The efficacy of live attenuated, cold-adapted, trivalent, intranasal influenzavirus vaccine in children.N Engl J Med 1998; 338(20):1405-12NEJM
Influenzavirus vaccine is used infrequently in healthy children, even though the rates of influenza in this group are high. We conducted a multicenter, double-blind, placebo-controlled trial of a live attenuated, cold-adapted, trivalent influenzavirus vaccine in children 15 to 71 months old.
Two hundred eighty-eight children were assigned to receive one dose of vaccine or placebo given by intranasal spray, and 1314 were assigned to receive two doses approximately 60 days apart. The strains included in the vaccine were antigenically equivalent to those in the inactivated influenzavirus vaccine in use at the time.
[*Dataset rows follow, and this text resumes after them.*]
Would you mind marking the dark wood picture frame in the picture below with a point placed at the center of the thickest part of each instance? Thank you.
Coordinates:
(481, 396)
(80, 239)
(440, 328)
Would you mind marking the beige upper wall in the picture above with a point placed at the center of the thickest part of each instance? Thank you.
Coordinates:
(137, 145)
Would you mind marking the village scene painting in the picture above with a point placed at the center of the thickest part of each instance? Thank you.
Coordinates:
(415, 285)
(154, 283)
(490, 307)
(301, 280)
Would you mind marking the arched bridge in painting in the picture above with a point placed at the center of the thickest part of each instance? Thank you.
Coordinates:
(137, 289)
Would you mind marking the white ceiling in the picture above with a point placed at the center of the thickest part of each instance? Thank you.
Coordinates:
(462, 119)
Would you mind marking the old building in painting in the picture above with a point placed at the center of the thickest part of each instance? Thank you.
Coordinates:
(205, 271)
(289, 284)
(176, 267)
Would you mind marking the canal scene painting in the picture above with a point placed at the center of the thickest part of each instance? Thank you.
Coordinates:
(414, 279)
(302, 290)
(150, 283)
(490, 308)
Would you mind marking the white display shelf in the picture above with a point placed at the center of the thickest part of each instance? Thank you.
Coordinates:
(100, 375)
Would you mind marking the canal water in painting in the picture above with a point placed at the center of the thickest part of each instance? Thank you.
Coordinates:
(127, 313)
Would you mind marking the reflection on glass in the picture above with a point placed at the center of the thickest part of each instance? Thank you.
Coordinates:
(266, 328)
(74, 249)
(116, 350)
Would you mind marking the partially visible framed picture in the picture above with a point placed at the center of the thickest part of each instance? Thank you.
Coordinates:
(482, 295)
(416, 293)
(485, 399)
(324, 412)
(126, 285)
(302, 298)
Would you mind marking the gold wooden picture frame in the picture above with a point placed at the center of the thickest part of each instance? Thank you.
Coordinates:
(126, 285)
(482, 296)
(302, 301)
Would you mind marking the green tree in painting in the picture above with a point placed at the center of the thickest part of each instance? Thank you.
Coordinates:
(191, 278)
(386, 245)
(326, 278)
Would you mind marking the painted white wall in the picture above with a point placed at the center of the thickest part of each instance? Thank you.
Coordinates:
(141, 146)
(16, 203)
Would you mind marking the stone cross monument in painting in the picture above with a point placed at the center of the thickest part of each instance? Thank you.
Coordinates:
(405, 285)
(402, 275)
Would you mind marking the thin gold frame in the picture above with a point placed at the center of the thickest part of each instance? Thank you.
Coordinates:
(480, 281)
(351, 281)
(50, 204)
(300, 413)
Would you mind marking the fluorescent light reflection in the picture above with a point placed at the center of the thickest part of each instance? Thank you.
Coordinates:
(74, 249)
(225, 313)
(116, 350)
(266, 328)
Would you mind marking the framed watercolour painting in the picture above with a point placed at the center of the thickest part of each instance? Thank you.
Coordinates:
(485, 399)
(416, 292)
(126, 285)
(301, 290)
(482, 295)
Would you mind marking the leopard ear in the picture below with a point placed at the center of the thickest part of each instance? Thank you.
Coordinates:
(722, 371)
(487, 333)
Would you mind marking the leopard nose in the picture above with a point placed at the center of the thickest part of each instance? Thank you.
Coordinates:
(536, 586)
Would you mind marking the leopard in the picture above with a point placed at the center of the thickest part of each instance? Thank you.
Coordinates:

The subjects were monitored with viral cultures for influenza during the subsequent influenza season. A case of influenza was defined as an illness associated with the isolation of wild-type influenzavirus from respiratory secretions.
The intranasal vaccine was accepted and well tolerated. Among children who were initially seronegative, antibody titers increased by a factor of four in 61 to 96 percent, depending on the influenza strain. Culture-positive influenza was significantly less common in the vaccine group (14 cases among 1070 subjects) than the placebo group (95 cases among 532 subjects). The vaccine efficacy was 93 percent (95 percent confidence interval, 88 to 96 percent) against culture-confirmed influenza. Both the one-dose regimen (89 percent efficacy) and the two-dose regimen (94 percent efficacy) were efficacious, and the vaccine was efficacious against both strains of influenza circulating in 1996-1997, A(H3N2) and B. The vaccinated children had significantly fewer febrile illnesses, including 30 percent fewer episodes of febrile otitis media (95 percent confidence interval, 18 to 45 percent; P<0.001).
A live attenuated, cold-adapted influenzavirus vaccine was safe, immunogenic, and effective against influenza A(H3N2) and B in healthy children.